The following is excerpted from a September 29, 2009 IP Advocate press release:
Speaking of the then-divided Berlin, former President Reagan famously admonished Soviet leader Gorbachev to “tear down this wall.” In a similar spirit, IP Advocate founder Dr. Renee Kaswan is calling on the university technology transfer system to remove the barriers that keep innovations from moving swiftly into the marketplace.
IP Advocate today announced that Dr. Kaswan has been invited to speak at the 2009 Technology Transfer Society (T2S) Annual Conference, to discuss the dilemma that faculty inventors face in the process of commercializing their inventions.
Dr. Kaswan joins speakers from Harvard Business School, Stanford, MIT, Duke, NASA and many other global institutions, to discuss the latest issues concerning the process of university technology transfer and the social consequences of entrepreneurial activity in society.
The conference, titled “The Entrepreneurial Enterprise,” will be held October 2 at the University of North Carolina Greensboro.

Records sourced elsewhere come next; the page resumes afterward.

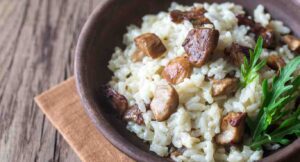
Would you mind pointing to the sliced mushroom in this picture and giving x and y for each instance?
(267, 33)
(226, 86)
(150, 44)
(134, 114)
(232, 128)
(292, 42)
(268, 36)
(275, 62)
(236, 54)
(116, 100)
(137, 56)
(164, 102)
(177, 69)
(200, 44)
(195, 16)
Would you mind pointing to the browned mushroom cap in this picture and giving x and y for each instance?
(232, 128)
(292, 42)
(267, 33)
(268, 36)
(116, 100)
(200, 44)
(134, 114)
(137, 55)
(236, 54)
(177, 69)
(195, 16)
(275, 62)
(164, 102)
(226, 86)
(150, 44)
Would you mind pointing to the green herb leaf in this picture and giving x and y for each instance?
(250, 68)
(284, 89)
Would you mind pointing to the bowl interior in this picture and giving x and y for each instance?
(104, 31)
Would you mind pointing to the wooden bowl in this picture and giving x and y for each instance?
(104, 30)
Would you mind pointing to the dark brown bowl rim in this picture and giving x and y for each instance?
(97, 118)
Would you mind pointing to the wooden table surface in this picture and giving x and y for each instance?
(37, 42)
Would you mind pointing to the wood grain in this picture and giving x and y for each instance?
(62, 106)
(37, 41)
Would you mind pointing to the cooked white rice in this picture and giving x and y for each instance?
(195, 123)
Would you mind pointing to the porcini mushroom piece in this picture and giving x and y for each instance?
(134, 114)
(200, 44)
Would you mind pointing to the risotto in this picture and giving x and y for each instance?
(181, 102)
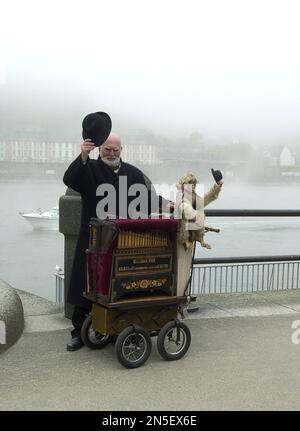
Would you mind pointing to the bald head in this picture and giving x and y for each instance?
(110, 150)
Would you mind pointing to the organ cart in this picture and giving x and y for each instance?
(134, 282)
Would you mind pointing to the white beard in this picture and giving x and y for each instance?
(111, 163)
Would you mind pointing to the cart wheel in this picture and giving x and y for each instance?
(92, 338)
(133, 346)
(173, 340)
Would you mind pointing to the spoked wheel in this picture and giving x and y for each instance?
(173, 340)
(133, 346)
(92, 338)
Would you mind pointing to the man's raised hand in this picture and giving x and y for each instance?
(86, 148)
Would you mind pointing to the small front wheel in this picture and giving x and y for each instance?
(173, 340)
(133, 346)
(92, 338)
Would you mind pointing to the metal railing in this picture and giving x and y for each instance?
(247, 277)
(59, 285)
(235, 274)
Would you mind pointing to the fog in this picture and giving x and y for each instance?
(229, 70)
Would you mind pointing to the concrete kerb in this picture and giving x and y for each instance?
(11, 316)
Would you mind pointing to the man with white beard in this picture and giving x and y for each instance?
(85, 175)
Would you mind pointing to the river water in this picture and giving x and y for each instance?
(28, 257)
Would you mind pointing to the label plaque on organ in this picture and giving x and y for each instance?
(143, 264)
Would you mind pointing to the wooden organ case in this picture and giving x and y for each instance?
(131, 258)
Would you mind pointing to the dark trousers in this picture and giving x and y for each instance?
(78, 317)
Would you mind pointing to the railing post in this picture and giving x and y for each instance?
(69, 224)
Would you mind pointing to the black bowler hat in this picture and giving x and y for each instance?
(97, 127)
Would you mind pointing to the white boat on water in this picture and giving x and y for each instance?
(43, 219)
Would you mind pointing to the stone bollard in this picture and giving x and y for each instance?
(11, 316)
(69, 225)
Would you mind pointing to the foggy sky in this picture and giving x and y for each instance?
(223, 68)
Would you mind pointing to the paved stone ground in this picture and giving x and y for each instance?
(241, 358)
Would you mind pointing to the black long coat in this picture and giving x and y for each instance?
(85, 179)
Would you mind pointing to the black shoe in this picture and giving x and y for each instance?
(75, 344)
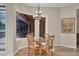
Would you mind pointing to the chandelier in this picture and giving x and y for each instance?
(38, 13)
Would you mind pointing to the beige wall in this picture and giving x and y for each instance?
(54, 23)
(11, 29)
(69, 40)
(53, 15)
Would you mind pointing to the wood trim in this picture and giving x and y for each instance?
(42, 27)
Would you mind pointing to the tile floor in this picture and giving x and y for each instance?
(58, 51)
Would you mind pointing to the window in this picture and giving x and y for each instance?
(2, 23)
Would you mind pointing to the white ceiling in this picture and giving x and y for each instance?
(50, 4)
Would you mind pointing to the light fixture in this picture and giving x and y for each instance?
(38, 13)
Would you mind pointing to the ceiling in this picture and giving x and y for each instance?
(50, 4)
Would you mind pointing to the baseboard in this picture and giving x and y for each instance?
(68, 46)
(19, 49)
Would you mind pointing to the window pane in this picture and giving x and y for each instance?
(2, 24)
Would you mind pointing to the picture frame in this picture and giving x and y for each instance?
(68, 25)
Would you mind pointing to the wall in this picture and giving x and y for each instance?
(53, 16)
(69, 39)
(11, 29)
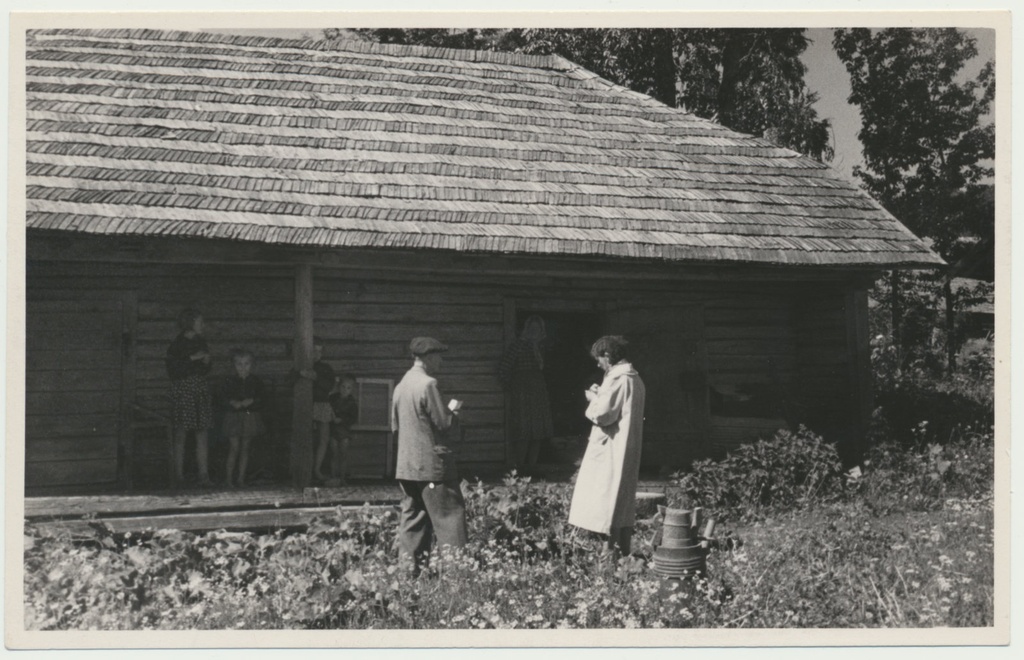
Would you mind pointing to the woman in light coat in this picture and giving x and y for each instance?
(604, 498)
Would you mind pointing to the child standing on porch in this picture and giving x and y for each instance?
(243, 398)
(323, 377)
(187, 365)
(346, 412)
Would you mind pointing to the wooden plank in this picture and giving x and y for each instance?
(49, 402)
(48, 358)
(129, 335)
(302, 399)
(79, 425)
(439, 312)
(76, 380)
(71, 448)
(350, 331)
(71, 473)
(42, 246)
(231, 521)
(183, 501)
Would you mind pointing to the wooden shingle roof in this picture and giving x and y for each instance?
(357, 144)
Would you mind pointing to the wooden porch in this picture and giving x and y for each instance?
(248, 510)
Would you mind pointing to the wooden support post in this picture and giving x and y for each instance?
(859, 348)
(126, 435)
(509, 319)
(302, 401)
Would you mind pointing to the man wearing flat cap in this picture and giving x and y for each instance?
(432, 502)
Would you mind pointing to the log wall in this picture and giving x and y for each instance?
(758, 333)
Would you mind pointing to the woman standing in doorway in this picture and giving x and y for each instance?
(187, 365)
(604, 498)
(521, 372)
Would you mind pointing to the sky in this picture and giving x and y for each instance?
(826, 76)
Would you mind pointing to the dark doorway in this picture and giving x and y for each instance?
(568, 370)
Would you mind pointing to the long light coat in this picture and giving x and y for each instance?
(604, 497)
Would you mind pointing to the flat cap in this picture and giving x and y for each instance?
(425, 345)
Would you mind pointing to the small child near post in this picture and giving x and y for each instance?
(324, 380)
(346, 412)
(244, 396)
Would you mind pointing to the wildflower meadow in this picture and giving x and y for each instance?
(908, 543)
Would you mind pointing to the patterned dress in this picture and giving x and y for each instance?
(520, 371)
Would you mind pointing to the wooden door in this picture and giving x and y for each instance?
(73, 393)
(667, 347)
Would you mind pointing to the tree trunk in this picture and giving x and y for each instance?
(665, 68)
(896, 307)
(951, 343)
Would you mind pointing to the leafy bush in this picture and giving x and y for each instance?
(952, 406)
(909, 544)
(785, 471)
(927, 476)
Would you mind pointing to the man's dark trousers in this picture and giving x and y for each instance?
(430, 508)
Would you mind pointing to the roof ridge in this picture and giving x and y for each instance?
(554, 62)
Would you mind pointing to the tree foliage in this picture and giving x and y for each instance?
(750, 80)
(927, 149)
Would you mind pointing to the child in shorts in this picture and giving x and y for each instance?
(324, 379)
(243, 398)
(346, 413)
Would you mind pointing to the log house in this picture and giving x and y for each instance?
(369, 193)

Dr. Kaswan is participating in the Issues in Technology Transfer Roundtable session.
“It’s important to include the inventor’s perspective when examining how to improve the university technology transfer system – and I’m honored to give that unique perspective a voice, among such prestigious colleagues,” said Dr. Kaswan. “What our nation needs is an efficient way to move an idea from an inventor’s mind to an entrepreneur’s office to a consumer’s bedside table as quickly as possible. But our current system creates bottlenecks at that first stage, by essentially taking all inventions across an entire campus teeming with curious minds and forcing them through one – often very small – porthole. If inventors had the freedom to choose with whom to partner, the entire technology transfer program would benefit.”
The original licensing deal Dr. Kaswan structured for the University of Georgia with pharmaceutical giant Allergan for Restasis would have netted the university about $300 million. But when the University of Georgia Research Foundation (UGARF) negotiated a secret new deal, without Dr. Kaswan’s participation, it made a miscalculation that ultimately cost the university, its inventor and Georgia taxpayers at least $220 million in royalties. Dr. Kaswan also contends that the pivotal response on the Invention Disclosure Form she filed with the university was changed without her knowledge – a change that the university relied upon to support its right to assignment, control and licensure of her patents to Allergan.